How politics allies with power to falsify memory and manufacture hegemony
Introduction
There is an evil that does not arise from chaos or impulse, but from planning and the ability to employ tools of political, economic, and media influence to reshape facts and steer human sentiment. This “ingenious” evil is not detached from history; it repeats patterns we saw in the 20th century and revives the essence of Nazism—not in its original hostility toward Jews, but in its method of extermination and domination, this time intersecting with political Zionism. Thus, we witness what can be called a “new Hitlerism” embodied in Benjamin Netanyahu: a blend of absolute power rhetoric, justification of violence, and the crafting of narratives that invert reality in favor of the colonial project.
Historical Memory as a Political Weapon
Since the early centuries of Christianity, Jews were associated in Western consciousness with the crucifixion of Christ—a perception deeply rooted in church texts and popular tradition. Yet political and intellectual transformations in modern Europe, especially after World War II, led to a reconfiguration of this memory.
Historian James Carroll, in his book Constantine’s Sword (2001), argues that reinterpreting the Christian-Jewish relationship after the Holocaust became central to creating an “existential reconciliation” that later rendered criticism of Israel highly sensitive. Thus, Christians shifted from a position of historic antagonism to full alliance, while Muslims were cast as the “new enemy.”
This reversal of narrative was not spontaneous; it resulted from a complex network of media, political, and diplomatic influence, where collective memory of the Holocaust was employed as a moral shield to justify aggressive political practices in Palestine and the region. Researcher Norman Finkelstein, in The Holocaust Industry (2000), explains how Holocaust remembrance was politically and economically instrumentalized, stripped of its purely human dimension.
The New Nazism: Intersection with Zionism
Classical Nazism was built on the myth of racial superiority and hostility toward Jews. The new Nazism we see in Netanyahu’s policies and right-wing Israeli governments rests on the same Hitlerian logic:
-
Contempt for the other and stripping them of their humanity.
-
Justifying murder and genocide as “defense of the nation.”
-
Turning military power into the sole source of legitimacy.

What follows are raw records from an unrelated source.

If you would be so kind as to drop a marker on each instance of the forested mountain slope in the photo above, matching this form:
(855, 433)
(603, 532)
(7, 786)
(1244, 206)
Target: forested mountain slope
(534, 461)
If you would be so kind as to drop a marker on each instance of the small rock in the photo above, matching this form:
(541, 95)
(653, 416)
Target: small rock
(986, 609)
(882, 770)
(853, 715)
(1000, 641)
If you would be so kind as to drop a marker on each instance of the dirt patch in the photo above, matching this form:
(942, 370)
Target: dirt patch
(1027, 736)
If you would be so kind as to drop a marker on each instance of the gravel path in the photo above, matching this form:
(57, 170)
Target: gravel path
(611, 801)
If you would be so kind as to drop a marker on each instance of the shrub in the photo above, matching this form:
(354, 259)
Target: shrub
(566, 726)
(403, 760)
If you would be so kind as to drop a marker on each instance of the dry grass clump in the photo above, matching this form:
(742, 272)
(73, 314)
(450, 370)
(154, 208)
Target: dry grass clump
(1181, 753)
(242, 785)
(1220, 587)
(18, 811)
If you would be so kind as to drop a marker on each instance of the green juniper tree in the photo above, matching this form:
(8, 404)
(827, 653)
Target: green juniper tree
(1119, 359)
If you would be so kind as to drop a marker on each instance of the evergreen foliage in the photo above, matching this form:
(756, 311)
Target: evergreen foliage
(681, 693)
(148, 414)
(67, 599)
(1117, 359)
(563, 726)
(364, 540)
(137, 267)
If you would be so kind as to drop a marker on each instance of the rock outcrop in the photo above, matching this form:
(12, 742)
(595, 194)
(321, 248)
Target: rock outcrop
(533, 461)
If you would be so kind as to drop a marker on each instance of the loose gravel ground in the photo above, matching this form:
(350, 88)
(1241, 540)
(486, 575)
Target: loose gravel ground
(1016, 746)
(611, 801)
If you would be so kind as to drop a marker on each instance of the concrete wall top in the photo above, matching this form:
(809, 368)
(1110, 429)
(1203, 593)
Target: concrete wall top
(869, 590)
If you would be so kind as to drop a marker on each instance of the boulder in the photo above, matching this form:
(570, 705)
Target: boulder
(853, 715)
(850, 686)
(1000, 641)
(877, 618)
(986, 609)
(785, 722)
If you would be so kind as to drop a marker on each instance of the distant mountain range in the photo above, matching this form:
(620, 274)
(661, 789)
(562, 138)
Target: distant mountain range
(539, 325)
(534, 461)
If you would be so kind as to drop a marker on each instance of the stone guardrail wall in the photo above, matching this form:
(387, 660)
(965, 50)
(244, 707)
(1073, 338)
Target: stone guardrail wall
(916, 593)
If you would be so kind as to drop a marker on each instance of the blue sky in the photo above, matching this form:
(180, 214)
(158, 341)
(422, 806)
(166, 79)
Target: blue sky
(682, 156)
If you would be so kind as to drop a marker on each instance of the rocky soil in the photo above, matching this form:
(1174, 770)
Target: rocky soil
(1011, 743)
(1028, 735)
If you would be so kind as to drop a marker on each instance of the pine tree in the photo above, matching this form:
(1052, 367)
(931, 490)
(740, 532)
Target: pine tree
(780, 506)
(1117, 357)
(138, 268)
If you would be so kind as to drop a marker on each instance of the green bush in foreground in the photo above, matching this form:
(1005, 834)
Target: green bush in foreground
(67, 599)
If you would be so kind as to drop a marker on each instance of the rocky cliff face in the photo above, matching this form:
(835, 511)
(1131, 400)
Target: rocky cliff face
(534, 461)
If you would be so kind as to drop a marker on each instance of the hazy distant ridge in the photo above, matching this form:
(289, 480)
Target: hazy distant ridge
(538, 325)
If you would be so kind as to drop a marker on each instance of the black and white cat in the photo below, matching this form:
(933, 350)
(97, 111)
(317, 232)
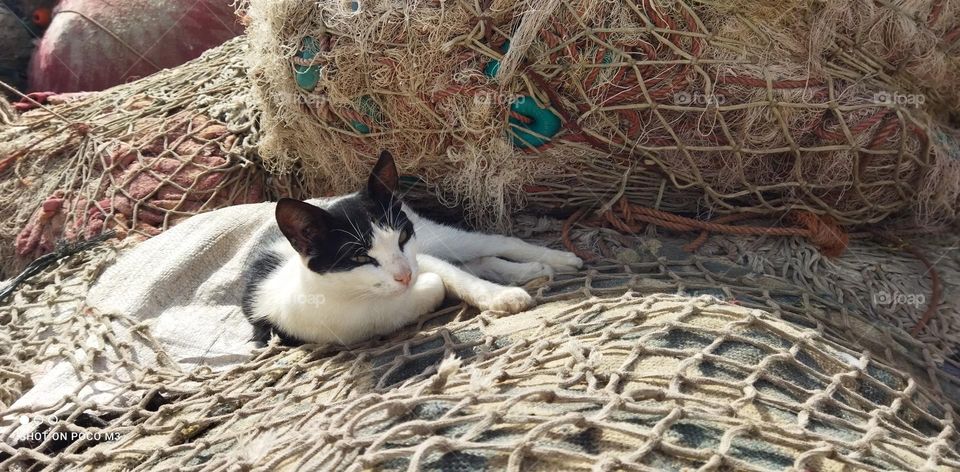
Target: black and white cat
(361, 265)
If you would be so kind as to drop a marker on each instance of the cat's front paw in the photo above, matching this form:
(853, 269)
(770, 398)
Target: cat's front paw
(508, 299)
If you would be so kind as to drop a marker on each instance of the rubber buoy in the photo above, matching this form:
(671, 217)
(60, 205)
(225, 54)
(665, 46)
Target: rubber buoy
(92, 45)
(308, 76)
(544, 124)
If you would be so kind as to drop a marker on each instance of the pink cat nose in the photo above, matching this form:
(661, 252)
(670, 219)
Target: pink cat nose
(403, 278)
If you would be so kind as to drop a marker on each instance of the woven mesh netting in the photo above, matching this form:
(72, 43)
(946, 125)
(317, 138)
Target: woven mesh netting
(135, 159)
(841, 108)
(626, 365)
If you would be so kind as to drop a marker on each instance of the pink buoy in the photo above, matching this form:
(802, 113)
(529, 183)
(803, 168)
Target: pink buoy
(94, 44)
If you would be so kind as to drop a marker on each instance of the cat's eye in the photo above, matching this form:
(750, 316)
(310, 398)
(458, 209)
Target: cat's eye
(361, 259)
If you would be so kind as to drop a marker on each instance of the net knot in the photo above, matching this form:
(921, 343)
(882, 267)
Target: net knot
(822, 231)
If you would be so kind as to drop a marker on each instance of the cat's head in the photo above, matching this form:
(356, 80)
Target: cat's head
(363, 240)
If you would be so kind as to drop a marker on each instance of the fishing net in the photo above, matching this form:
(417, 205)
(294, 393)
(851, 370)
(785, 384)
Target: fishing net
(840, 109)
(134, 159)
(654, 359)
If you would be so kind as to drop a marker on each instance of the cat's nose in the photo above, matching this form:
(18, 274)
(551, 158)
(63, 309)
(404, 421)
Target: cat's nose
(403, 277)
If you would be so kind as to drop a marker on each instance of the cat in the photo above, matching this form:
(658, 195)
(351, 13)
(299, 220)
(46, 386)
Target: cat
(349, 268)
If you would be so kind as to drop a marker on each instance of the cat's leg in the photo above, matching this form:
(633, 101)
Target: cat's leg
(454, 244)
(424, 296)
(500, 270)
(473, 290)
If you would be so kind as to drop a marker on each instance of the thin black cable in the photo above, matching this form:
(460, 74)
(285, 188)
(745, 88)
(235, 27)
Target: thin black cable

But this time, the victims are not European Jews, but the peoples of the region—from Palestinians to other neighbors threatened by expansionist policies. In this sense, the logic of Nazism and political Zionism converge in their tools of oppression and extermination, even though the former was historically the latter’s enemy. It is a historical paradox revealing that when tyranny and violence are unrestrained by human values, they can become allies even after enmity.
Netanyahu: A Model of New Hitlerism
Netanyahu’s rhetoric of fear, his constant exploitation of security anxieties, and his expansionist policies all reflect the portrait of a leader obsessed with domination. Historian Ian Kershaw, in his study Hitler: A Biography (2008), describes this tendency as a “power obsession” that recognizes no limits and drags the nation toward its own destruction.
Today, Netanyahu repeats the same pattern: elevating weapons over diplomacy, hatred over coexistence, tyranny over pluralism.
Tools of “Ingenious Evil”
-
Global media: The ability to shape the narrative so that aggression appears as “legitimate defense.”
-
Economy and finance: Networks of interests that make criticism of Israel politically and economically costly.
-
Suspended international law: Use of the American veto to block accountability, rendering crimes unpunished.
-
Redefining victim and oppressor: The oppressed Palestinian is portrayed as the aggressor, while the heavily armed occupier is framed as the victim.
Arab and Islamic Alternatives
Confronting this project cannot be achieved by rhetoric alone, but through coherent strategies:
-
Activating the Arab Common Market with a strict timeline, turning economic influence into a tool of resistance.
-
Diversifying arms sources to break dependency on Washington.
-
Pursuing diplomatic and legal efforts through international courts to redefine the narrative globally.
-
Launching professional media campaigns that counter the Zionist narrative with humane and realistic discourse.
-
Building strategic alliances with regional powers such as Turkey and with global powers like China and Russia.
Conclusion
The “new Hitlerism” represented by Netanyahu shows that history reproduces its evils when collective awareness fades and political action fragments. The response, however, should not be reactive hatred, but the construction of a counter-civilizational project—one that balances power with justice, politics with values, and interests with fairness.
History is clear: whoever walks in Hitler’s footsteps, even with a new face, cannot escape the same fate.